Naysayers say that allowing motorized vehicles on the bridge will spoil the tranquility along one of the city’s most popular pedestrian trails. It’s probably true that the presence of these vehicles would make things a bit less pleasant for other users, but let’s keep some perspective. Motorized vehicles would only ride along a small section of the trail, so these encounters would be brief.

And let’s remember that the Millenium Trail is in urban Whitehorse, not the Peel watershed. A good chunk of the footpath runs alongside busy roads, so pedestrians along the path are already exposed to the din of motorized vehicles and whiffs of exhaust.

The bridge itself offers a great view of the Yukon River. But much of the view up-river is of the Whitehorse hydro-electric dam and its accompanying infrastructure, so let’s not pretend the area is unsullied wilderness, and that the encroachment of motorized vehicles would utterly transform the experience.

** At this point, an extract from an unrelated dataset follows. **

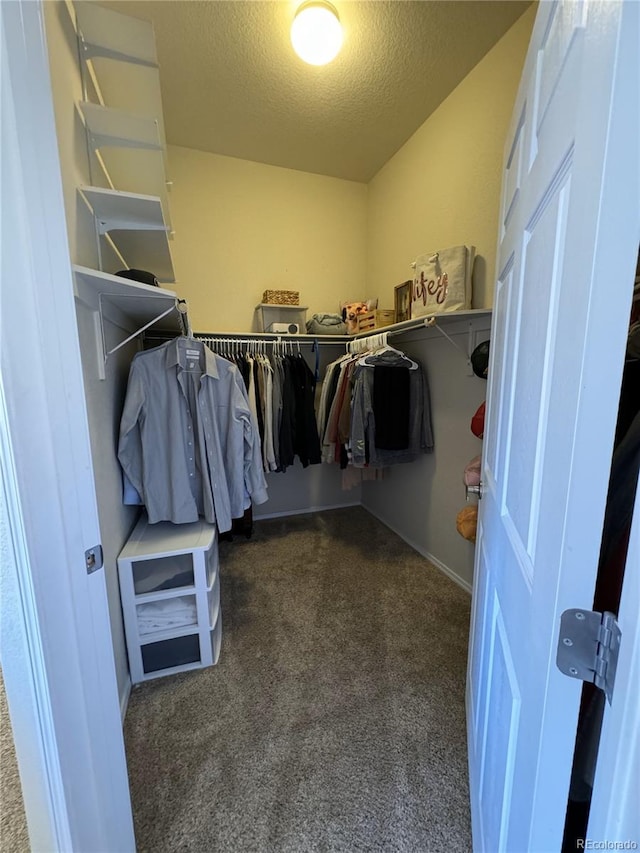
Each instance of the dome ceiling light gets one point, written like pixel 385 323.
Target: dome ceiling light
pixel 316 32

The other big objection has to do with safety. Anyone who has witnessed a young snowmobiler recklessly speeding around a neighbourhood should be able to appreciate this concern isn’t totally baseless.

Yet riders rightfully point out that, outside the big city here, many rural residents get along just fine sharing trails between snowmobiles and skiers. Reasonable riders should be able to safely navigate the bridge and a short bit of the Millennium Trail before cutting off into the bush. Is it fair to assume some snowmobilers using the trail will be irresponsible?

Perhaps. There are principled grounds for city council to simply forbid offroad riders from using the bridge. Millenium Trail’s stated purpose is to encourage active living. It is one of the city’s best-used pedestrian trails, particularly popular with elderly residents and families pushing baby strollers. Both the bridge and trail are narrow spaces with tight corners that never appear to have been designed with the intention of allowing motorized vehicles on them.

It would be a shame if some of these residents were deterred from using the trail for fear of being schmucked. And it would only take one elderly walker to be bowled over by a snowmobiler for everyone, in hindsight, to consider allowing vehicles on the bridge as being a dumb idea.

Alternately, city council could proceed cautiously and allow motorized vehicles to use the bridge for a trial period. Access could be restricted to certain time of the week, and clear rules could be posted to ensure vehicles stuck to one side and travelled at a slow speed. Bylaw officers could monitor the bridge area to enforce these rules during this period.

If there is havoc, they could quickly pull the plug on the experiment. Who knows? Maybe everyone will get along, and in a few years we’ll all wonder what the big huff was about.

City council is bound to upset some residents no matter what they do. They’ll either be cast as officious, safety-crazed urbanites determined to spoil the fun of Riverdale residents with offroad vehicles, or as weak-kneed push-overs willing to sacrifice one of the most popular walking trails to the operators of stinky, noisy, potentially dangerous motor vehicles. No wonder councillors have punted the controversy to a committee for many months.

Yet eventually they will need to weigh in, with the matter scheduled to come up next month. When they do, hopefully residents remember that this is often what politics is all about: making difficult decisions that inevitably involve painful trade-offs. This law is sometimes suspended in the Yukon, thanks to generous in-flows of federal cash. But you’ll never reach consensus on some divisive issues like this one, and it’s silly to pretend otherwise.